BeyondCorp Enterprise access protection overview

Based on the BeyondCorp security model, BeyondCorp Enterprise is an approach that utilizes a variety of Google Cloud offerings to enforce granular access control based on a user's identity and context of the request.

For example, depending on the policy configuration, your sensitive app or resource can:

  • Grant access to all employees if they're using a trusted corporate device from your corporate network.
  • Grant access to employees in the Remote Access group if they're using a trusted corporate device with a secure password and up-to-date patch level, from any network.
  • Grant administrators access to the Google Cloud console (via UI or API) only if they are coming from a corporate network.
  • Grant developers SSH access to virtual machines.

When to use BeyondCorp Enterprise

Use BeyondCorp Enterprise when you want to establish fine-grained access control based on a wide range of attributes and conditions including what device is being used and from what IP address. Making your corporate resources context-aware improves your security posture.

You can also apply BeyondCorp Enterprise to Google Workspace apps. For more information about implementing BeyondCorp Enterprise with Google Workspace, see the Google Workspace overview.

How BeyondCorp Enterprise works

Implementing BeyondCorp Enterprise enacts a zero trust model. No one can access your resources unless they meet all the rules and conditions. Instead of securing your resources at the network-level, access controls are instead put on individual devices and users.

IAP is the base of BeyondCorp Enterprise, letting you grant access to your HTTPS apps and resources. Once you've secured your apps and resources behind IAP, your organization can gradually extend BeyondCorp Enterprise as richer rules are needed. Extended BeyondCorp Enterprise resources can limit access based on properties like user device attributes, time of day, and request path.

BeyondCorp Enterprise works by leveraging four Google Cloud offerings:

BeyondCorp Enterprise flow

Gathering device information

Endpoint Verification gathers employee device information including encryption status, OS, and user details. Once enabled through the Google Admin console, you can deploy the Endpoint Verification Chrome extension to corporate devices. Employees can also install it on their managed, personal devices. This extension gathers and reports device information, constantly syncing with Google Workspace. The end result is an inventory of all the corporate and personal devices accessing your corporate resources.

Limiting access

Through Access Context Manager, access levels are created to define access rules. Access levels applied on your resources with IAM Conditions enforce fine-grained access control based on a variety of attributes.

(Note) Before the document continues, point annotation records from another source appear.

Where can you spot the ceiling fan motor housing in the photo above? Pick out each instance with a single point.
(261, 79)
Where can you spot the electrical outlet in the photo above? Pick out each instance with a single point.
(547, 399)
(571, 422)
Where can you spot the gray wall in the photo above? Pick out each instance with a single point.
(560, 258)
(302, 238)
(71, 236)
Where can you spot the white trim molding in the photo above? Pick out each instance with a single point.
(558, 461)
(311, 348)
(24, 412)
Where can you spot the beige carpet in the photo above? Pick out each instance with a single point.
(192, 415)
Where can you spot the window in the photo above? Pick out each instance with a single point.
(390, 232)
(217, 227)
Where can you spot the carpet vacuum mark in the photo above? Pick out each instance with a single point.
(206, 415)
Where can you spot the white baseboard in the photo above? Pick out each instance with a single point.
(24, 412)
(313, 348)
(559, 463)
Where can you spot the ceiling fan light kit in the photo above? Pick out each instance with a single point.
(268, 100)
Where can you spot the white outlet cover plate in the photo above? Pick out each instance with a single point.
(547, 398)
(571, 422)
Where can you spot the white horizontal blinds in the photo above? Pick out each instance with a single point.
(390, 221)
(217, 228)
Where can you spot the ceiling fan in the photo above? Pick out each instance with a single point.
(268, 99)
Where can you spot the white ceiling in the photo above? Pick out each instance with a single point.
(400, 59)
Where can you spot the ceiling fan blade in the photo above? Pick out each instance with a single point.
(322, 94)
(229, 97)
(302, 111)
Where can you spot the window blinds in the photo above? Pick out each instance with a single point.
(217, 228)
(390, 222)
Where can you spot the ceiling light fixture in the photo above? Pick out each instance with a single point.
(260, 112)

Access levels restrict access based on the following attributes:

When you create a device-based access level, Access Context Manager references the inventory of devices created by Endpoint Verification. For example, an access level can restrict access to only employees who are using encrypted devices. Coupled with IAM conditions, you could make this access level more granular by also restricting access to the time between 9am and 5pm.

Securing resources with IAP

IAP ties everything together by letting you apply IAM conditions on Google Cloud resources. IAP lets you establish a central authorization layer for your Google Cloud resources accessed by HTTPS and SSH/TCP traffic. With IAP, you can establish a resource-level access control model instead of relying on network-level firewalls. Once secured, your resources are accessible to any employee, from any device, on any network, that meets the access rules and conditions.

Applying IAM conditions

IAM Conditions allow you to define and enforce conditional, attribute-based access control for Google Cloud resources.

With IAM Conditions, you can choose to grant permissions to principals only if configured conditions are met. IAM Conditions can limit access with a variety of attributes, including access levels.

Conditions are specified in the IAP role bindings of a resource's IAM policy. When a condition exists, the role is only granted if the condition expression evaluates to true. Each condition expression is defined as a set of logic statements allowing you to specify one or many attributes to check.